Soul Player C64: Implementing a Real 25,000 Parameter Transformer on a 1 MHz Commodore 64
Soul Player C64 is a groundbreaking project that brings modern AI architecture to vintage hardware. It features a 2-layer decoder-only transformer, the same architecture powering ChatGPT and Claude, running on an unmodified 1 MHz Commodore 64. Implemented in hand-written 6502/6510 assembly, the model utilizes ~25,000 int8 parameters and fits entirely on a floppy disk. Despite the hardware limitations, it performs real multi-head causal self-attention, softmax, and RMSNorm. A key technical breakthrough in softmax score normalization allows the model to produce meaningful attention weights on 8-bit hardware. While processing takes approximately 60 seconds per token, the project demonstrates that the fundamental principles of Large Language Models can be scaled down to the most constrained computing environments.
Key Takeaways
- Modern Architecture on Retro Hardware: A real 2-layer decoder-only transformer running on an unmodified 1 MHz Commodore 64.
- Technical Specifications: Features ~25,000 int8 parameters, 4 attention heads, and 32-dimensional embeddings, all written in 6502/6510 assembly.
- Mathematical Breakthrough: Solved integer-based attention issues by adjusting softmax score normalization (shifting by 14 bits instead of 17) to provide sufficient dynamic range.
- User Experience: The model processes at a rate of roughly 60 seconds per token, signaling progress via flashing borders and SID chip audio blips.
- Customizable Training: Users can train their own models using a Python-based pipeline and deploy them via .d64 floppy disk images.
In-Depth Analysis
Architecture and Assembly Implementation
Soul Player C64 represents a significant feat in low-level programming. By implementing a decoder-only transformer—the standard architecture for modern LLMs—entirely in hand-written 6502/6510 assembly, the developer has bypassed the need for modern operating systems or high-level abstractions. The model consists of 2 layers with 4 attention heads each, 32-dimensional embeddings, and 64 hidden units in the Feed-Forward Network (FFN). To fit within the C64's memory and processing constraints, the ~25,000 parameters are quantized to int8 with per-tensor shift scaling. This allows the entire system, including the model weights and the inference engine, to reside on a single floppy disk.

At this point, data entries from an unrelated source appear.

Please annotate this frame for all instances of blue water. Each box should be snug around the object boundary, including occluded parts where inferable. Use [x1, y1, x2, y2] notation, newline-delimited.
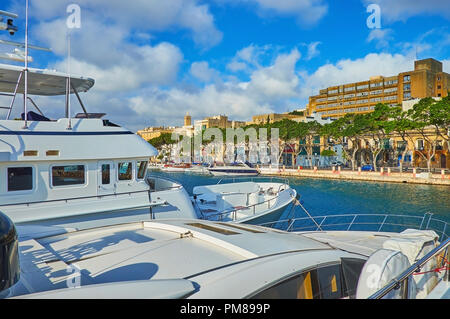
[151, 171, 450, 232]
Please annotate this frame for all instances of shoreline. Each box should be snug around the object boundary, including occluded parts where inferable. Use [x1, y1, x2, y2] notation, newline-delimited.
[259, 168, 450, 186]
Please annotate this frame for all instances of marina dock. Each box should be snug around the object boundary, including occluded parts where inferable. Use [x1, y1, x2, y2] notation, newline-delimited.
[260, 167, 450, 186]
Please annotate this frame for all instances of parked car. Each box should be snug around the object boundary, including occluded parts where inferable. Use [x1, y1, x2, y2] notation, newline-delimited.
[361, 164, 374, 171]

Overcoming Integer Constraints
A critical challenge in porting transformers to 8-bit hardware is the precision of mathematical operations, particularly the softmax function. The developer identified that standard normalization led to uniform attention scores, effectively making the model "blind." The breakthrough involved fixing the softmax score normalization by shifting attention scores by 14 bits rather than 17. This adjustment provided a 128-entry exponent lookup table with enough dynamic range to generate meaningful attention weights, proving that complex transformer mathematics can be successfully approximated using integer arithmetic on a 1 MHz processor.
Performance and Interaction
Operating the Soul Player C64 is a slow but authentic experience. Running at approximately 60 seconds per token, the Commodore 64 provides visual and auditory feedback during the inference process: the screen border flashes while the processor "thinks," and the SID chip emits a blip for every token generated. The model supports lowercase letters, spaces, and basic punctuation. While the speed is a far cry from modern GPU-accelerated AI, the project serves as a functional proof of concept for the portability of transformer logic.
Industry Impact
The Soul Player C64 project highlights the extreme scalability of transformer architectures. It demonstrates that the core logic of modern AI is not inherently tied to massive clusters or high-precision floating-point units, but can be distilled into fundamental assembly instructions. For the AI industry, this underscores the potential for extreme quantization and optimization, suggesting that LLM-like capabilities could eventually be embedded in highly constrained IoT devices or legacy industrial systems. It also serves as an educational milestone, demystifying the "magic" of transformers by showing their operation at the most basic level of computing.
Frequently Asked Questions
Question: How fast does the model generate text?
Each token takes approximately 60 seconds to process. A full response typically takes several minutes to complete on the 1 MHz hardware.
Question: Can I train my own model for the Commodore 64?
Yes. The project includes a training pipeline using Python, NumPy, and Torch. Users can create a corpus in a specific <SEP> format, train the model, and then build a floppy disk image (.d64) to run on the C64 or an emulator.
Question: What are the hardware requirements?
It runs on an unmodified Commodore 64. For those without physical hardware, the VICE emulator is recommended for loading the soulplayer.d64 disk image.